夫は育児に協力的でしたが、朝の支度はいつもバタバタ。保育園の送迎は夫が担当でした。急いで娘の支度を整えていましたが、そういうときに限ってイヤイヤを言い出すのです。
「これ! パジャマ(で行く)!」
「パン いや!」
「わんわん~(テレビを見たいと大泣き)」
こんなやり取りが毎日のように続き、いったいこのイヤイヤ期はいつ終わりを迎えるのかと、夫も私も出口のない迷路に迷い込んだような気持ちでいました。
思わぬところでイヤイヤ発動! でもつい笑ってしまって…
その日も、いつも通り娘の支度をしていました。
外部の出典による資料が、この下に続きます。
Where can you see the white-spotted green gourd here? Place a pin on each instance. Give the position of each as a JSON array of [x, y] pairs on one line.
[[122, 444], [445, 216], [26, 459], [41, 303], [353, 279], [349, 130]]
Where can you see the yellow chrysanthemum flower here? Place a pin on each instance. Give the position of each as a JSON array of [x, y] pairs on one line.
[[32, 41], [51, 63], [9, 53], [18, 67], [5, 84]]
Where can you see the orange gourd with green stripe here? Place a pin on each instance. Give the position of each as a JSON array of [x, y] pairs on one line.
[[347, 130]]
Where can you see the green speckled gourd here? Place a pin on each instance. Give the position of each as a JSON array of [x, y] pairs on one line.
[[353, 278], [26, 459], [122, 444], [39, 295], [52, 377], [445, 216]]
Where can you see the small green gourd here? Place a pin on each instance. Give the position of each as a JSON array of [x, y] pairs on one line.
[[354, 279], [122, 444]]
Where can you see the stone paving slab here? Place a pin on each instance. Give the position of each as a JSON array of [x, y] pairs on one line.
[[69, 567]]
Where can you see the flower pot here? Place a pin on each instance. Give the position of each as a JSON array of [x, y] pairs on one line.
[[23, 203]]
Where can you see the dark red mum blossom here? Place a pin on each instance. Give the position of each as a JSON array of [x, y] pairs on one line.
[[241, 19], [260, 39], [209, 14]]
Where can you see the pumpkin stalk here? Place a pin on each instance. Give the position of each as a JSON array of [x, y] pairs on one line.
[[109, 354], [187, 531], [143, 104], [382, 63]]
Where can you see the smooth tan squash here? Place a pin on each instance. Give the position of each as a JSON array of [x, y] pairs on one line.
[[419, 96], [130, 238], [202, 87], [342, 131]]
ただ、いつもは嫌がる着替えや朝ごはんがすんなり終わったので
「今日はあんまりイヤイヤ言わないねぇ」と夫と話していました。
夫と手を繋いでアパートの階段を降りていく娘を、玄関から見送りながら、「子どもって突然成長するんだなぁ」と、のんきに考えていたときでした。
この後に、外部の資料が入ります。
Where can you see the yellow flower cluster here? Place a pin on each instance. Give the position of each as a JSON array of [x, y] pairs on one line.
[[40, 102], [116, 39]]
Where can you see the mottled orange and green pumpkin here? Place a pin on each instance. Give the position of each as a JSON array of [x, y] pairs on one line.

娘が突然ぴたっと歩くのをやめたのです。その視線の先には娘の三輪車が…。
そして突然、
「三輪車 きこきこする~!」と、言い出したのです! 保育園が大好きな娘は、家を出るといつもにこにこしながら登園していました。このタイミングで
「三輪車 きこきこする!」と言い出したのは初めてでした。
登園時間が迫っていましたので、夫が
「保育園行こう! 先生が待っているよ」と何とか気を引こうとするも、全く効果はありません。娘は
「いや! 三輪車 きこきこする~」と地団駄を踏みながら泣き出してしまいました。
朝の支度がスムーズに終わったのは何だったのか、と一瞬ため息を吐きたくなりました。ですが、舌足らずな話し方で一生懸命
「きこきこする~」と言う姿や、起きてから家を出るまでイヤイヤせずに頑張っていたのかなと思うと、可愛くて、夫も私もつい笑ってしまったのでした。
娘の可愛いイヤイヤにほっこりした私たちは、
「そうだよな、三輪車乗りたいよな」
「帰ってきたら一緒に乗ろうね」と、娘の気持ちを否定せず、寄り添う声掛けをすることが出来ました。
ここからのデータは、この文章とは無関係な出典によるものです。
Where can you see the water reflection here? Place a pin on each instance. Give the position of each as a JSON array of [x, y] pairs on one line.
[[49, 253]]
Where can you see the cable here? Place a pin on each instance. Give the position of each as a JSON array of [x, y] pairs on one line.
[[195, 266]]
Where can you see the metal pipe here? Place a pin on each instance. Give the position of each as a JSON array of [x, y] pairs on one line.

残念ながら泣き止んでくれませんでしたが、車に乗った娘に
「いってらっしゃい!」と手を振ると、
「三輪車、きこきこする~」と言いながら手を振り返してくれました。これもまた可愛かったです。
今ではしっかりしたお姉ちゃん
あの小さかった娘も今年10歳になります。幼い時期ならではの舌足らずな物言いや言い間違いもすっかりなくなり、今では2人の弟がいるしっかり者のお姉ちゃんです。
大好きでたくさん遊んだ三輪車は、その後3歳違いの弟が乗り、今は、今年1歳になる二人目の弟が乗っています。娘に、「三輪車、きこきこする~って泣いていたんだよ」と話しても覚えてないですが、親の私たちにとっては忘れられない大切な思い出です。